Brave New York
Look at the various people in the East Village and how they and the neighborhood were affected by the building boom in Manhattan. Its an interesting but kind of wearing look at the people and the neighborhood that director Richard Sandler calls home The wearing part of the film comes from his off the cuff shoot from the hip style that Sandler uses. I’m guessing that like Sandler’s Gods of Times Square he wandered around on odd days with his camera and just shot what he ran across. The film is an interesting but really jagged slice of life that I think is going to be of interest more for those from the neighborhood than for any sort of wide audience. The DVD is more of interest when you consider it’s extras are two short documentaries that also give a flavor of the East Village in the “bad” old days (nether of which would be worth seeing on their own)
Gods of Times Square
Dizzying seemingly randomly shot film documenting the various street people, and the street preachers in particular that in habited Times Square before it was Disney-fied. Shot over the 1990’s the film shows the various people who haunted- and in some cases still haunt the area. We have the evangelical preachers, the nuns, the black militants who feel anyone white is a devil, Buddhists, Jews for Jesus and just people on the street. Its a wicked trip back to the end days of the bad old days (kind of).

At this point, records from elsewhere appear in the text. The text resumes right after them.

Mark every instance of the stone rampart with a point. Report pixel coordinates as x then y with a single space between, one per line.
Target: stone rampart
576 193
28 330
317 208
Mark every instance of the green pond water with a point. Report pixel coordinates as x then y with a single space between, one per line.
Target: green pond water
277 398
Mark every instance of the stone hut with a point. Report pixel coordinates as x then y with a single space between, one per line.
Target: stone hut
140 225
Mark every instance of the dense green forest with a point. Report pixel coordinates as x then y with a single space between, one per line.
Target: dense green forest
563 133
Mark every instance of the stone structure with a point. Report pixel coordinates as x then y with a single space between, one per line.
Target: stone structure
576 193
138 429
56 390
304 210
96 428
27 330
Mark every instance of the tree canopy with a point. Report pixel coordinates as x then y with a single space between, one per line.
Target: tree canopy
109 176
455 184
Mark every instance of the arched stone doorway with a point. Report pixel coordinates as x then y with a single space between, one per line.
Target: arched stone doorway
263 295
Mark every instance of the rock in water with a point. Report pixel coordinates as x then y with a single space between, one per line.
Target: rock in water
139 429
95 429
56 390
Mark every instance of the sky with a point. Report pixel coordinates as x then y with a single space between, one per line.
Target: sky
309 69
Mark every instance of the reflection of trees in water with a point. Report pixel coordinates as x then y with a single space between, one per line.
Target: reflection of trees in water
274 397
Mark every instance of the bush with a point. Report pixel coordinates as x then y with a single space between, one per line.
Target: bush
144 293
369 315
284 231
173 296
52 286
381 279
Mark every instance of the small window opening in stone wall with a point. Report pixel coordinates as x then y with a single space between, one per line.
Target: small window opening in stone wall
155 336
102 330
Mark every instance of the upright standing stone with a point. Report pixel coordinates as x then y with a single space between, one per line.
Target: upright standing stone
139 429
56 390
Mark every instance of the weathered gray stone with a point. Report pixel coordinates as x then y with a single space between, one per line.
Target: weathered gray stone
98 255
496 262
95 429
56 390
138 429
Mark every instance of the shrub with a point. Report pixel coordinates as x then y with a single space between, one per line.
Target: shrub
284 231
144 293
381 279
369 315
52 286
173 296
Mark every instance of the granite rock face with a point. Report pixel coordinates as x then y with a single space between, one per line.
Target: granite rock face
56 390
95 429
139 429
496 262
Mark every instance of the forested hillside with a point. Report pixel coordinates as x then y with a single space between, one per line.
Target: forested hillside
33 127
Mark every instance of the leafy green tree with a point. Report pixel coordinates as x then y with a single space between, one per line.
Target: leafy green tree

While I find seeing the area in transition interesting (I’ve spent a great deal of time in that part of the city over the last 15 years) I find the film daunting and exhausting. The weird camera angles and ragged editing style wear you down and give you no sense of anything. Interviews run from stray comments to lengthy with no rhyme or reason. Actually the film has no rhyme or reason since there is no sense to time to any of it. We jump back and forth through time with interviews taking place in the same changed spot at differing times. Unless you know the area or the time (the movie posters) you’ll think that Times Square was a hot bed of religious fervor on the order of what you’d get if Jersulselum, Mecca and Rome all mashed together in a Baptist church in the American South during a particularly fervent service. Half an hour in I was done, not because it was bad, rather because it was so jumbled it turned an interesting subject into drek.